「南部鉄器(なんぶてっき)」としてひとくくりとされていますが、 その南部鉄器を大きく分けて本場岩手県の「盛岡」と「水沢」の2つの歴史があります。
「南部鉄器(なんぶてっき)」とは、岩手県盛岡市と奥州市水沢区で生産されている鋳物伝統工芸品の総称です。
鋳物職人のことを「鋳物師」と呼ぶ!
鋳物職人は 「鋳物師」と呼ばれ、地方豪族や寺院のもとで護られ鋳造を続けてきました。
ちなみにこの「鋳物師」を(いものし) と読んでしまうのが大半だとは思いますが、これを(いもじ)と読みます。
なんで(いものし)ではないのかは、よく分かりませんが訛り・方言でそのように言われたとも言われています!
南部鉄器の主な製造技法は「溶けた物質を型に流し込んで、それを固めて製造する技法」の「鋳造(ちゅうぞう)・鋳金(ちゅうきん)」です。

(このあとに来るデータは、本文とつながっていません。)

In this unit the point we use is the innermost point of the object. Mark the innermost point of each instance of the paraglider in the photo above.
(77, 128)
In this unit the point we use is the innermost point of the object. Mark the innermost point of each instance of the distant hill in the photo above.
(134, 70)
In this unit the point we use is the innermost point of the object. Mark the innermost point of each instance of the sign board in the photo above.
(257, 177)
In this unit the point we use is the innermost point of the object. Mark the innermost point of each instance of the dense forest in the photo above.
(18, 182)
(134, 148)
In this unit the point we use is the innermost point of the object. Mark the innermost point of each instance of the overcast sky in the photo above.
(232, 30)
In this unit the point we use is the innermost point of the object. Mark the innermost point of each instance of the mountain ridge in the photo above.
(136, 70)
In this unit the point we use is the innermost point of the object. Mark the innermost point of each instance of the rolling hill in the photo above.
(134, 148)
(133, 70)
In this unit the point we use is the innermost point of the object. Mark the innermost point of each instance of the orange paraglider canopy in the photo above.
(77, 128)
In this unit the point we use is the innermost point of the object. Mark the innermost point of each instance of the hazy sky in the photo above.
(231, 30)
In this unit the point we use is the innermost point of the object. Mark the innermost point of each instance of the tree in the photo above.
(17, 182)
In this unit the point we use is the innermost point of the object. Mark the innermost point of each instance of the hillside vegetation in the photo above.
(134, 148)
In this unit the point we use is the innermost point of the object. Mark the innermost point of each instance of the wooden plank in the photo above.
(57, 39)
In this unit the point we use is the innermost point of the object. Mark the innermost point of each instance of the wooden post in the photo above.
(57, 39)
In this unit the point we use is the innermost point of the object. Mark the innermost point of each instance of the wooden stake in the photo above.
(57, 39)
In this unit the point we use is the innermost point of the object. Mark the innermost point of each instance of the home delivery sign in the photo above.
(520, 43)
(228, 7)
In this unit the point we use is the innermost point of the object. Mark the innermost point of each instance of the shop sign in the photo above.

このようにして製造されたものは「鋳物(いもの)」と呼ばれています。
岩手県には釜石鉄山や田老鉱山などから出土する岩鉄・鉄鉱石・砂鉄など豊富な資源に恵まれていた地理的優位性が「南部鉄器(なんぶてっき)」の発展に繋がりました。
なんで「南部鉄器」って言うの?
現在の岩手県北部~青森県西部に勢力を持っていた「南部利直(なんぶとしなお)」の存在があります。
「南部利直(なんぶとしなお)」は、安土桃山時代から江戸時代前期にかけての大名です。(陸奥国盛岡藩初代藩主)
この南部盛岡藩主が「小泉氏・鈴木氏・有坂氏・藤田氏」4家の「鋳物師(いもじ)」を率いたことで「鋳物(いもの)」が盛岡藩で発展してきました。
結局名付けられたのは「盛岡鉄器」ではなく、「南部鉄器(なんぶてっき)」です。
盛岡藩主南部家が今でもどれだけ深く関わったのかが、分かります!
茶道と「南部鉄器」の深い関係
特に2代目藩主「南部重直(なんぶしげなお)」以降から「茶道」との関係が深まりまっていきました。
南部藩から良質の鉄などの原材料が産出するのに着目したことと、4家の「鋳物師(いもじ)」を率いていたことで茶の湯釜の制作をスタート。
京都出身の釜師(初代小泉仁左衛門)に茶の湯釜を作らせたのが、「南部釜の起源」です。
「茶の湯=茶道に欠かせない道具」が「茶釜や湯釜」
茶道と深く関わることで、発展してきた「南部鉄器(なんぶてっき)」と言えるでしょう。
おすすめ「南部鉄器」
まとめ:南部鉄器
南部鉄瓶で沸かしたお湯で楽しむ世界
「南部鉄器」で沸かしたお湯は飲んでみると、どれも口当たりが優しくホッとしたまろやかな味わいです。
茶釜や鉄瓶で沸かした「まろやかな味」が、茶道の世界で重宝させてきた理由でしょう。
まろやかな口当たりが、「南部鉄器の魅力」でしょう!
南部鉄瓶は、使用するたびに内側に「湯あか」が付着します。
これがサビを防止してくれて、味わいを一層深めてくれる重要な役割を果たしています。
吸収されやすい鉄分が溶出される
南部鉄器によって、簡単に鉄分補給が可能です。
南部鉄器を使用することで鉄分が少しずつ溶け出し、食材や水分に鉄分が移り、それを食べたり飲んだりすることによって鉄分補給ができます。
その溶出する鉄分の殆どが人間の身体に吸収されやすい「二価鉄(ヘム鉄) / Fe2+」と呼ばれるものです。
鉄分には「二価」と「三価」がありますが、人体に吸収される時には「二価」として吸収される仕組みになっています。
また「二価鉄(ヘム鉄) / Fe2+」は、三価鉄に比べて5~6倍も身体に吸収されやすい鉄です。
「南部鉄器で沸かしたお湯」は、まろやかで口当たり良く美味しいだけではなく、鉄分補給までできる万能な水分です。
この万能な飲み物として、「白湯(さゆ)」を毎朝飲んでみてはいかがでしょうか!?
冷たい飲み物よりも、温かい飲み物の方が胃腸の働きを助ける役割もあるため、おすすめしたいです。